Mental health and coronavirus
The coronavirus outbreak has been a stressful time for all of us, but for people who have lost income or are at risk of redundancy this is a particular difficult period. When we take a look at how our service users’ wellbeing has been affected by the crisis - we’ve discovered an increase in levels of anxiety and a decrease in happiness:
- Almost half of our users reported 'high' anxiety levels
- Two-fifths of our users reported low levels of happiness
We consistently survey users of our website services and helpline about their situation and wellbeing, using Office for National Statistics measures. From the data collected over the course of the pandemic and our data we can explore the impact coronavirus has had on people’s wellbeing.

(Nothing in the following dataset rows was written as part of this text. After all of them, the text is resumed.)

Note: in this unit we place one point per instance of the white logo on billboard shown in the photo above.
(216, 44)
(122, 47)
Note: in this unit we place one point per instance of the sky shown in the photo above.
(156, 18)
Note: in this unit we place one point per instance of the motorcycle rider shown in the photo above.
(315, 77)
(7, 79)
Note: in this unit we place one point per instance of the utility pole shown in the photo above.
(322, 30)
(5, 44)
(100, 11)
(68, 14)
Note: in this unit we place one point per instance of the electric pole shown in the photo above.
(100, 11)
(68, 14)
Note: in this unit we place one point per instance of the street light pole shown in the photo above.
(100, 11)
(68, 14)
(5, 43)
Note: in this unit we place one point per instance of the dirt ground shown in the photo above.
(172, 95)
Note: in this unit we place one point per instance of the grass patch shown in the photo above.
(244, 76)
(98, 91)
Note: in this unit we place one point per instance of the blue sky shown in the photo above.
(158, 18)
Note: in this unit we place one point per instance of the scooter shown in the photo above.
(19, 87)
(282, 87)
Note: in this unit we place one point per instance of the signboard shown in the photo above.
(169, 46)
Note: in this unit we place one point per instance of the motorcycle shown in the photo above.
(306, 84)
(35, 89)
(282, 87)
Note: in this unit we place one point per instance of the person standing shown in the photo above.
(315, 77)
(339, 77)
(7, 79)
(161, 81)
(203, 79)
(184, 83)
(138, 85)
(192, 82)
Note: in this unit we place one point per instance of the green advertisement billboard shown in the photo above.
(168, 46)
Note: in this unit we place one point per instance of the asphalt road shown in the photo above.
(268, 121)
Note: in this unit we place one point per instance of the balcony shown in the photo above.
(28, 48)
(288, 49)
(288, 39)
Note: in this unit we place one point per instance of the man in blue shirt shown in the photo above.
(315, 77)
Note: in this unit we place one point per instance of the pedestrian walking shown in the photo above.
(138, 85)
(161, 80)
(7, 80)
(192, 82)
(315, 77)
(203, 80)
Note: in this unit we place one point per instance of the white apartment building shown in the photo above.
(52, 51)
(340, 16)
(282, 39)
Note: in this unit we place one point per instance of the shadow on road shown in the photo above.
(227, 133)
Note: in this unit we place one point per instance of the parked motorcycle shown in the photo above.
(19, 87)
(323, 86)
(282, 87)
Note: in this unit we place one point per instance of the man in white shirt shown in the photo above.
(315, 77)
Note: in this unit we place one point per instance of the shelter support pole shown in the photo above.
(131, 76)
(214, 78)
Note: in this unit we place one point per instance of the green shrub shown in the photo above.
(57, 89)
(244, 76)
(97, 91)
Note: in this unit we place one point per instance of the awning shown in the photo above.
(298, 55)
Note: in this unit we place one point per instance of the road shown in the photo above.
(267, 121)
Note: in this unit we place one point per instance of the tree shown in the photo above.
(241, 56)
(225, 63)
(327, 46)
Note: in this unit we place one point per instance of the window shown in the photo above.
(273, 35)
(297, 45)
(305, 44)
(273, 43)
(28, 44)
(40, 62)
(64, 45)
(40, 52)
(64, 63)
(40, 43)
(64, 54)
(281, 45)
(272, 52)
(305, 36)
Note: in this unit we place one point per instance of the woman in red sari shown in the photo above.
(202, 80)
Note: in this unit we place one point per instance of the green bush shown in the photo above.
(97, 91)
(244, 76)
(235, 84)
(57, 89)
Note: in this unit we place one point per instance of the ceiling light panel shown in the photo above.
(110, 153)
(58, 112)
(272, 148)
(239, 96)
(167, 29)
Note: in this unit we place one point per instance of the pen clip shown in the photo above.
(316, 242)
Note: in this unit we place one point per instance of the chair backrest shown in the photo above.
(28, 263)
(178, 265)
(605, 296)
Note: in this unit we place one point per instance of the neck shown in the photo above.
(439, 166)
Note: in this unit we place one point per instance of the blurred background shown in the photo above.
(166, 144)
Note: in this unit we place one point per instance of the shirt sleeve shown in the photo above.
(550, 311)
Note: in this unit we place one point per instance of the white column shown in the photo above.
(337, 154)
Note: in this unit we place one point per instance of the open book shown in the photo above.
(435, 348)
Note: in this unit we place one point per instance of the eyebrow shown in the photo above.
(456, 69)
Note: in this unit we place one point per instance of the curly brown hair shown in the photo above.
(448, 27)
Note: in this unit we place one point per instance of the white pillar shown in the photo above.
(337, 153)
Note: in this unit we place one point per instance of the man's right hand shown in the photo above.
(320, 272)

Respondents to our service user survey reported:
- 47% had 'high' anxiety levels - an increase from 38% pre-Covid-19
- 36% had low 'life satisfaction' - an increase from 34% pre-Covid-19
- 28% had low levels of feeling life was worthwhile - no change since pre-Covid-19
- 41% had low levels of happiness - an increase from 36% pre-Covid-19
Four key themes emerging from the qualitative responses about why people were struggling with their mental health:
- Loss of income
- Social distancing and isolation under lockdown
- Worsening of pre-existing mental health conditions
- Stress and anxiety around the government’s response to the outbreak
The coronavirus outbreak has caused many people to use the welfare system for the first time. Not knowing what your entitlements are or how to go about making a claim can be serious causes of stress. At the same time, people are worried about their finances and risks associated with that such as debt and eviction. They are also worried about the longer-term financial impact for themselves or their family.
Another common theme was people who already have mental health issues and are struggling with the current pressures of Covid-19. Financial worries were cited as a reason for a decline in mental health, as well as feelings of isolation. For some who were on a low income before Covid-19 hit, the financial pressures were already contributing to their worsening mental ill health, and have been made worse by this crisis.